The divergence between AI and bitcoin continues to widen. Bitcoin (BTC) has slipped below $63,000 and is now trading around $62,900, while AI-related stocks continue to extend their gains.
Among AI-linked miners, Cipher Digital (CIFR) is up 10% and has reached new all-time highs. TerraWulf (WULF) has added another 4%, Galaxy Digital is up 4%, WhiteFiber (WYFI) has surged 15%, and IREN (IREN) is higher by 3%.
The strength is also evident across semiconductors and memory stocks, which continue to push to fresh highs. The DRAM ETF has gained 10%, while the VanEck Semiconductor ETF (SMH) is up 5%. Among individual names, Micron Technology (MU) has risen 7%, and Sandisk has jumped 11%, highlighting the continued investor appetite for AI infrastructure exposure.
Strategy's high-yielding preferred stock STRC continues to sell off, falling to a new record low of $85.32 Thursday morning. It's bounced a hair in recent minutes to $86.20, still down 3.15% for the day.
One prevailing narrative was that investors were rotating out of STRC and into Strive's similar security, SATA, due to SATA's daily dividend feature and higher yield. That narrative is falling by the wayside today as SATA is also down 3.15% and trading well below par at $96.85.

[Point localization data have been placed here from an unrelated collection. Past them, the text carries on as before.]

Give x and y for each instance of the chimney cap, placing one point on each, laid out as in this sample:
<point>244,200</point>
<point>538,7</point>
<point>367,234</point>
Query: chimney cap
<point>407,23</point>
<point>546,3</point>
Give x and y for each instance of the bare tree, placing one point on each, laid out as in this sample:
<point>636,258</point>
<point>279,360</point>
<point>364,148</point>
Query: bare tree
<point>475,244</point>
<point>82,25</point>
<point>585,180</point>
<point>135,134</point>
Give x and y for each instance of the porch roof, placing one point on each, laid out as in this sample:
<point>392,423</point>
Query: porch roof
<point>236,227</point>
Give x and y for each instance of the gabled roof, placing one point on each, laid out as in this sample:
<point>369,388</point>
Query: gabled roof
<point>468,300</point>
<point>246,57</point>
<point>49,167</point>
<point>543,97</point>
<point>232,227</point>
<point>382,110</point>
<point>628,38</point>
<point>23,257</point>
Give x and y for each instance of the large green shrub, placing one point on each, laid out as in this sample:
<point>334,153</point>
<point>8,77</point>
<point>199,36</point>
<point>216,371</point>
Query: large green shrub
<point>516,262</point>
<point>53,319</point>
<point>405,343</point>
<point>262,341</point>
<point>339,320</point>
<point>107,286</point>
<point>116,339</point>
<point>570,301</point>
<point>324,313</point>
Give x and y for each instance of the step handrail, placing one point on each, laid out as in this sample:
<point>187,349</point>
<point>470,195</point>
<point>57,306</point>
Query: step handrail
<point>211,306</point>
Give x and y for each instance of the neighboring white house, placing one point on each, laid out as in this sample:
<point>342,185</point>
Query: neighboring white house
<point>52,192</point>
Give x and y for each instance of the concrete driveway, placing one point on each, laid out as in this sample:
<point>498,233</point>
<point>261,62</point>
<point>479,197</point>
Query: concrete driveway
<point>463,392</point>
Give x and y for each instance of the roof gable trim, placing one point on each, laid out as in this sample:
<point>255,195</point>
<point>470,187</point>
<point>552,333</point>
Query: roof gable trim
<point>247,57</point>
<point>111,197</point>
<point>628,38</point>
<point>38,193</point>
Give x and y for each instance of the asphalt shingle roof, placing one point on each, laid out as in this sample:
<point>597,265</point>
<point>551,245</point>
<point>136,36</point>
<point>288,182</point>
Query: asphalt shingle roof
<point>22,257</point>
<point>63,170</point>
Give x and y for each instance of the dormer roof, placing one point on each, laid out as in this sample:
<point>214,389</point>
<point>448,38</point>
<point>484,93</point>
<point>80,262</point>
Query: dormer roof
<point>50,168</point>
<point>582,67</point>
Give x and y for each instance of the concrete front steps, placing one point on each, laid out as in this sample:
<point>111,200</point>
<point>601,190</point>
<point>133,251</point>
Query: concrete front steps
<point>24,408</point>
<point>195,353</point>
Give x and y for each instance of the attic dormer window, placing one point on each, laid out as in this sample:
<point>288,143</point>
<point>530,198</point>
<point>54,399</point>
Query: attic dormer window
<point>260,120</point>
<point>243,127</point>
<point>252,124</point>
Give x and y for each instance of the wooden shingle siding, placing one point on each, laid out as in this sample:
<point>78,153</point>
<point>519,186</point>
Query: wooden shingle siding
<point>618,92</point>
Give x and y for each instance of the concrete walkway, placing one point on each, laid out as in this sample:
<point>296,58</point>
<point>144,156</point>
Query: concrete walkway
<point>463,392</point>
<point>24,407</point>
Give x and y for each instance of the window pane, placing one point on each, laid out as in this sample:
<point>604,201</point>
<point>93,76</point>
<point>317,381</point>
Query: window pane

Bitcoin (BTC) is at a session low of $63,500, down 2.5% over the past 24 hours. U.S. stocks, meanwhile, are surging, the Nasdaq higher by 1.4%.
SpaceX (SPCX) is lower by 4% in early trading on Thursday, trading below $185.
That's down from an intraday high of $225 earlier this week, but still higher by more than 35% from its $135 IPO price.
The details aren't really that important. The struggles of bitcoin, Strategy, and its high-yielding preferred stock STRC have been well-known and well-covered for months.
With bitcoin back. near multi-year lows, Strategy common stock (MSTR) near a 52-week low, and STRC plunging to 11% below par value, the FT and its Alphaville editors — persistently negative on all things crypto for as long as the sector has existed — minutes ago published yet another of their obituaries.
"Stretch is beginning to operate like a tapeworm inside the Strategy belly," wrote Craig Coben. "The longer it remains there, the more nutrients it consumes. It may be better to expel it sooner rather than later."
"Stretch was marketed as an 'iPhone moment' for digital credit, but it has turned into something far more sinister for shareholders," Coben concluded.